High-fat diet (HFD) consumption poses a significant public health threat due to its strong association with obesity, hyperlipidemia, cardiovascular diseases, and metabolic syndrome. While Akkermansia muciniphila has emerged as a promising probiotic for ameliorating metabolic disorders, the underlying mechanisms-specifically its interplay with intestinal tryptophan metabolism-remain poorly understood. Here, we demonstrate that A. muciniphila supplementation mitigates HFD-induced metabolic dysfunction in zebrafish by orchestrating a gut microbiota-tryptophan metabolite-AhR signaling axis. Firstly, A. muciniphila treatment effectively reduced the final weight of zebrafish, partially mitigated weight gain caused by HFD, and improved survival rate.
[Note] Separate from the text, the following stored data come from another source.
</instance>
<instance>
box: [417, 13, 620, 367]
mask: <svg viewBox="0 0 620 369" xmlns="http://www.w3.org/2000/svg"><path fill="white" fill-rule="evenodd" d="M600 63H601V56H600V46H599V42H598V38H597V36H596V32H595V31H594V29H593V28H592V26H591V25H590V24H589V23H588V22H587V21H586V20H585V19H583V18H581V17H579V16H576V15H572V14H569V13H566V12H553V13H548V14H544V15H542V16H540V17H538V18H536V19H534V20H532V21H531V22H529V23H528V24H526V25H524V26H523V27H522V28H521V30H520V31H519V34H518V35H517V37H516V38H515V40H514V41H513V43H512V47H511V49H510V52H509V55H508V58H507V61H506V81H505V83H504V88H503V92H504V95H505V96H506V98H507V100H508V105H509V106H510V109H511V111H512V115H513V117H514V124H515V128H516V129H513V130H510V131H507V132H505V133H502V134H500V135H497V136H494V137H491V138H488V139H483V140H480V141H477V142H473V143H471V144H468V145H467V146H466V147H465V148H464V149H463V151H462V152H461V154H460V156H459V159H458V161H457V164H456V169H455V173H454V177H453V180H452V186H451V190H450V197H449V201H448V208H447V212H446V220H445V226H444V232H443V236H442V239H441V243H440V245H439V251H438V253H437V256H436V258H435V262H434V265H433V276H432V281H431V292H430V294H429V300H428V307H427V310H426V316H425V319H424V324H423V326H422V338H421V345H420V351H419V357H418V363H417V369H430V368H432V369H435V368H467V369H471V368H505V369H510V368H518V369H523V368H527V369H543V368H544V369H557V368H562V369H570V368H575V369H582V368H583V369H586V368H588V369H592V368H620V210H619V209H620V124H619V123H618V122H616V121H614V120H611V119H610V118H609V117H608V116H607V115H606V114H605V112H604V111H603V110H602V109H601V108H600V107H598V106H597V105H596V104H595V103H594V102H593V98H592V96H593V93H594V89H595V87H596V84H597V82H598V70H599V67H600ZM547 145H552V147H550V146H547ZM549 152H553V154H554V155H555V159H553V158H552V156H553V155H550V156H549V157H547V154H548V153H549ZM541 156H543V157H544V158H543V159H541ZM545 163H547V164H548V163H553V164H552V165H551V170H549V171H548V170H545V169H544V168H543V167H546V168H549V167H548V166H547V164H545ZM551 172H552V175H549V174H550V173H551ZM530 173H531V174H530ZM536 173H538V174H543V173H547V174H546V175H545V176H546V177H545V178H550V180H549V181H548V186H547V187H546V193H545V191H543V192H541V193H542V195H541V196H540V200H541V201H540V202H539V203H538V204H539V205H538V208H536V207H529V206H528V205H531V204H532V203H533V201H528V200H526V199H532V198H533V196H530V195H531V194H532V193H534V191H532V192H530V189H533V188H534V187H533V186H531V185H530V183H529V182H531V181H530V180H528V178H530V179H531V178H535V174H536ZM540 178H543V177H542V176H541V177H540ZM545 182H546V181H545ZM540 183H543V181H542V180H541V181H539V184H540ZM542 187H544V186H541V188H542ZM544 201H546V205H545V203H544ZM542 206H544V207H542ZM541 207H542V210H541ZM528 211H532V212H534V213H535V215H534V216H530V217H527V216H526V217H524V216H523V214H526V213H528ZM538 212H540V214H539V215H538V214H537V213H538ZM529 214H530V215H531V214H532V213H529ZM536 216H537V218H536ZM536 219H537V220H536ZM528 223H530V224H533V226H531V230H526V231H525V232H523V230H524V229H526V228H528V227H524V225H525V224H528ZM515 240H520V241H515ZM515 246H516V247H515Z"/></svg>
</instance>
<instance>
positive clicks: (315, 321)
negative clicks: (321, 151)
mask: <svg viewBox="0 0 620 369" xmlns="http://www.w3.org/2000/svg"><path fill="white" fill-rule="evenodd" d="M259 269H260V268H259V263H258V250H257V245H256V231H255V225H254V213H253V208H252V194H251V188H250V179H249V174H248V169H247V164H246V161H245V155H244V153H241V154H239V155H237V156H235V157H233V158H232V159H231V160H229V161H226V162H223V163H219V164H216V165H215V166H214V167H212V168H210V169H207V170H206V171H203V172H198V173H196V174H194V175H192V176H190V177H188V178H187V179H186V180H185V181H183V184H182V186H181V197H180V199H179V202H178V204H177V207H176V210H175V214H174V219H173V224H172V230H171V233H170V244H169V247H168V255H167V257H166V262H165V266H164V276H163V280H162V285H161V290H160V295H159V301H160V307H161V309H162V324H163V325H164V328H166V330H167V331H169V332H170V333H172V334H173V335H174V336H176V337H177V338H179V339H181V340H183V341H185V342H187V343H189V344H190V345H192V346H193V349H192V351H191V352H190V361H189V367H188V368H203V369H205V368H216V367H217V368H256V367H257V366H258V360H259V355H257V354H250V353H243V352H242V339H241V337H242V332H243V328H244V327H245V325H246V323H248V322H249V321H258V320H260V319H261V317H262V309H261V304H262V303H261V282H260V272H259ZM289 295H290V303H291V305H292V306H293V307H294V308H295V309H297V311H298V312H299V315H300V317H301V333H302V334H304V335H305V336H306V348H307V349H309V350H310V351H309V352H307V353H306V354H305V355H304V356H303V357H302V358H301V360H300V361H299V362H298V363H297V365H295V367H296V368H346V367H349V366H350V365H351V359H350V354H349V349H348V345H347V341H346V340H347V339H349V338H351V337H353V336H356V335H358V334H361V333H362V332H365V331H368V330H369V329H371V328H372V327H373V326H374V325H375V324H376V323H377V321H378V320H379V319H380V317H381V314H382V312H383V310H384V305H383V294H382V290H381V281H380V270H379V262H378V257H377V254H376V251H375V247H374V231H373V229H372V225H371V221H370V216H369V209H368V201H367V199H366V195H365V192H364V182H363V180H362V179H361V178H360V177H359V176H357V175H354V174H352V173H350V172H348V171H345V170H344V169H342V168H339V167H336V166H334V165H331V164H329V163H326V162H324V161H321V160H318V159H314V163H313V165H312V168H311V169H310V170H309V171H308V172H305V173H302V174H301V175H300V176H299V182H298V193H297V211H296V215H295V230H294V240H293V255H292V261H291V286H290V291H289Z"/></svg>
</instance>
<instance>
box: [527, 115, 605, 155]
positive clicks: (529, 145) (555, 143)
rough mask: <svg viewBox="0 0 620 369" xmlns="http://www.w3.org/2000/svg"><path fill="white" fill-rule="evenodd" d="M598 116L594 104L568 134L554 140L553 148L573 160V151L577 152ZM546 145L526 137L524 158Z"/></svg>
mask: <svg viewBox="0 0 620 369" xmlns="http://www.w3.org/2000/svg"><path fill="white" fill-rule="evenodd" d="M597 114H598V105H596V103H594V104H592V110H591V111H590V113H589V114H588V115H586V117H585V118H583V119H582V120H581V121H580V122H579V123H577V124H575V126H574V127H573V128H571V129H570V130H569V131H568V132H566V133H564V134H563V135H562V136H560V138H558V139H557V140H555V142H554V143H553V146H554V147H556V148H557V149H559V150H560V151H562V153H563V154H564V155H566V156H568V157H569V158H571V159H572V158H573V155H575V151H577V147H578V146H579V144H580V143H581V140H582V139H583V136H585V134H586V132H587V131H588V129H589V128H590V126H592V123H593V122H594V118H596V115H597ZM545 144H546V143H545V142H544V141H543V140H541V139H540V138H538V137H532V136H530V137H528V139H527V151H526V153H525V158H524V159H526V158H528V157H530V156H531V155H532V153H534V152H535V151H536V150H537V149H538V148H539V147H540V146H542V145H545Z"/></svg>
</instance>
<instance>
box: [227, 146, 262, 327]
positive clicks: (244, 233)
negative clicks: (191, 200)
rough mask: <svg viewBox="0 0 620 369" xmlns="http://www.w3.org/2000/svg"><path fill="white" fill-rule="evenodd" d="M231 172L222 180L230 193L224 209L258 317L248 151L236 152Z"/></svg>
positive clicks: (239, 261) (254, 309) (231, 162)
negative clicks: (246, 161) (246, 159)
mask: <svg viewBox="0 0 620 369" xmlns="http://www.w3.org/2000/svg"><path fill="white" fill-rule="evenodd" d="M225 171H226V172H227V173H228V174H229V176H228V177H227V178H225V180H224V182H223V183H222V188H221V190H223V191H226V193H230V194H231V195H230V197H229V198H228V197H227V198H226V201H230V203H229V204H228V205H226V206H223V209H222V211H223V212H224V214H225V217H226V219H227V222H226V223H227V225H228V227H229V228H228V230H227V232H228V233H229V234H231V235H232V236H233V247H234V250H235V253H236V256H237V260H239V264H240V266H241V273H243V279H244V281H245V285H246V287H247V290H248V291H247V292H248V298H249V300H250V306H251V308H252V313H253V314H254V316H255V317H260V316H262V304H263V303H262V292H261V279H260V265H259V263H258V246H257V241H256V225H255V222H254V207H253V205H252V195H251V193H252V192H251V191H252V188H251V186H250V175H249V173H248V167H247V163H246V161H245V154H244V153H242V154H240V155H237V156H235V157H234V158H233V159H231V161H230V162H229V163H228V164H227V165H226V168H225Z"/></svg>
In addition, A. muciniphila treatment reduced zebrafish adiposity, hepatic steatosis, and endotoxemia while enhancing the antioxidant capacity of the liver. We further found that A. muciniphila exerted anti-apoptotic effects, improved chronic low-grade inflammatory responses, enhanced antioxidant capacity, and repaired intestinal barriers induced by HFD. These effects were partially abolished by antibiotic pretreatment, confirming microbiota dependency. Subsequent 16S r RNA sequencing analysis revealed that A. muciniphila supplementation reshaped gut microbiota, enriching Staphylococcus and Vibrionacea e, while depleting Acinetobacter , Perlucidica , and Massilia . In addition to reducing lipid synthesis, metabolomic profiled the substantial changes in microbiota-regulated tryptophan metabolism, including increased levels of indole-3-lactic acid, indole-3-acetaldehyde, and 5-hydroxyindole acetic acid in Amuc group. These metabolites activated aryl hydrocarbon receptor (AhR), upregulating downstream IL-22 and improving intestinal integrity and chronic inflammatory response. Pathway analysis and enzyme gene expression detection indicated that A. muciniphila may inhibit the KP pathway while promoting the microbiota-dependent tryptophan metabolic pathway. This study establishes a novel link by which A. muciniphila exerts protective effects against HFD-induced metabolic syndrome through microbiota-mediated enhancement of tryptophan metabolism.